Adapted from the 1957 Patricia Highsmith novel, Deep Water would seem to be an easy swim for Lyne’s first pool laps in quite some time, but the lane markers of compelling cinema trip him up repeatedly.
With its pulpy story involving murder and mystery surrounding a loveless marriage, the film frequently basks in the reflected glory of David Fincher’s Gone Girl, while not exactly earning the comparisons on its own merits. Beyond other similarities like muted color palettes and ellipsoidal-shaped narratives, both films also share Ben Affleck in lead roles that admirably push his range as a performer.
Affleck stars as Vic Van Allen, a middle-aged computer engineer who retired early after a big payday from developing a chip crucial for drone technology. His extra free time allows him to develop apps, spend plenty of time with his daughter, Trixie (Grace Jenkins), and try to ignore the affairs that his wife, Melinda (Ana de Armas), flaunts openly in front of him. Their open marriage is a tenuous agreement between Vic and Melinda, who are no longer in love but also don’t want to put Trixie through the pain of a separation. When one of Melinda’s ex-lovers turns up dead, rumors spread that Vic murdered him, which catches the attention of local crime writer Lionel (Tracy Letts). As Melinda’s trysts pile up, Vic’s jealousy grows along with his violent reputation around town.

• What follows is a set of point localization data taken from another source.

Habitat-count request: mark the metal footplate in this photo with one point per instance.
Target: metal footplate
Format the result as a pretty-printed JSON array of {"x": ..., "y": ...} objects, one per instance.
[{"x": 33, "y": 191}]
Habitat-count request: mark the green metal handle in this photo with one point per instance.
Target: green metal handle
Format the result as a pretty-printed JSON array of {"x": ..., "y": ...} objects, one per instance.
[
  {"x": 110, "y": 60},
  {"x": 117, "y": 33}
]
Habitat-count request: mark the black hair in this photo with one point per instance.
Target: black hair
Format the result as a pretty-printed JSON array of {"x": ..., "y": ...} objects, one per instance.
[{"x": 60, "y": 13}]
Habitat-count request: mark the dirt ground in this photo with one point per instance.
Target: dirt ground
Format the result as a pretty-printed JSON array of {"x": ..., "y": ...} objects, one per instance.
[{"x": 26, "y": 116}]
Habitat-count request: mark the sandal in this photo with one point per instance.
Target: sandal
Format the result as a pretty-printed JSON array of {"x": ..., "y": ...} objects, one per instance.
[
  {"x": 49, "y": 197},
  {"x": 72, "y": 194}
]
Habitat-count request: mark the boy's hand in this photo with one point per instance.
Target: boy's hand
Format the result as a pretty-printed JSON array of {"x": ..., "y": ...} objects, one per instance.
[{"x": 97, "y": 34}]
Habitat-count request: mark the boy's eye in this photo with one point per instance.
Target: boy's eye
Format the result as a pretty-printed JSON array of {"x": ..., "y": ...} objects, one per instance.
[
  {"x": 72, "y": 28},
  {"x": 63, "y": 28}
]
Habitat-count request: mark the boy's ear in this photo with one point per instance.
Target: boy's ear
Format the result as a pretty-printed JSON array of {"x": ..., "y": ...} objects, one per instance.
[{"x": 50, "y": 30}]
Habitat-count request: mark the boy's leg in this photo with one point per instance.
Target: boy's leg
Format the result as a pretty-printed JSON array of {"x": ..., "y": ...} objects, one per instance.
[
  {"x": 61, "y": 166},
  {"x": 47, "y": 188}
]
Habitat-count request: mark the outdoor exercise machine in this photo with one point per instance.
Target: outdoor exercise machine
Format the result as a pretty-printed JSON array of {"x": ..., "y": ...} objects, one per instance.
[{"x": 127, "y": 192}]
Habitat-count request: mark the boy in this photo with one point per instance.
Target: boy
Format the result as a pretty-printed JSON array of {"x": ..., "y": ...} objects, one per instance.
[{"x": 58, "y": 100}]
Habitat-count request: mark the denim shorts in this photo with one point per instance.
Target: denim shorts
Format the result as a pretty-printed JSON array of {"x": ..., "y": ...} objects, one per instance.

The mystery surrounding Affleck’s character and the layered, yet natural, performance that he gives are enough to allow Deep Water float along for a time.
The snippy script by Sam Levinson and Zach Helm finds Vic and Melinda sniping at each other with barbed exchanges that create a tragic portrait of their miserable marriage. “He lets me be myself and that turns me on,” Melinda blithely remarks to Vic about one of her lovers.
While Vic’s jealousy and bitterness are understandable and give his character dimension by extension, Melinda comes across as more of a soulless nymphomaniac rather than a duplicitous femme fatale. Since her breakout role in Knives Out, de Armas has been a welcome presence in Hollywood but the role she’s chosen here is almost sexist in how plainly her character is written.
In regards to storytelling, there are more than a few signs that Lyne is rusty when it comes to crafting a tale for the screen. There’s something awkward about the staging of scenes; the claustrophobic parties and stilted dinners almost seem as if they’re from the perspective of a bored 6-year-old who’s put off by their stuffiness and just wants to go home. The central mystery surrounding the tangibles of Vic and Melinda’s arrangement are teased but never satisfyingly revealed. There are also odd details that are given too much screen time like Vic’s hobby of collecting slugs, though that could serve as a metaphor for the snail’s pace that plagues the 115-minute runtime. By the time the outlandish finale rolls around, the movie did the impossible: convinced me that Tracy Letts could give a bad performance.
Originally slated for a November 2020 theatrical release, Deep Water is yet another cast-off from a major studio that now heads direct-to-streaming after the market has proven lukewarm to dramas like this from a box office perspective.
With a tantalizing teaser trailer and backed by the tabloid-fueled off-screen relationship between Affleck and de Armas, a film like this would’ve likely made its budget in two weeks under different circumstances.
If Lyne is to continue in a similar vein of psychological thrillers, he’ll need to be more stringent about the screenplays that he chooses to bring to life. Coming from a director who is such a master of this genre, Deep Water is a suspiciously shallow experience.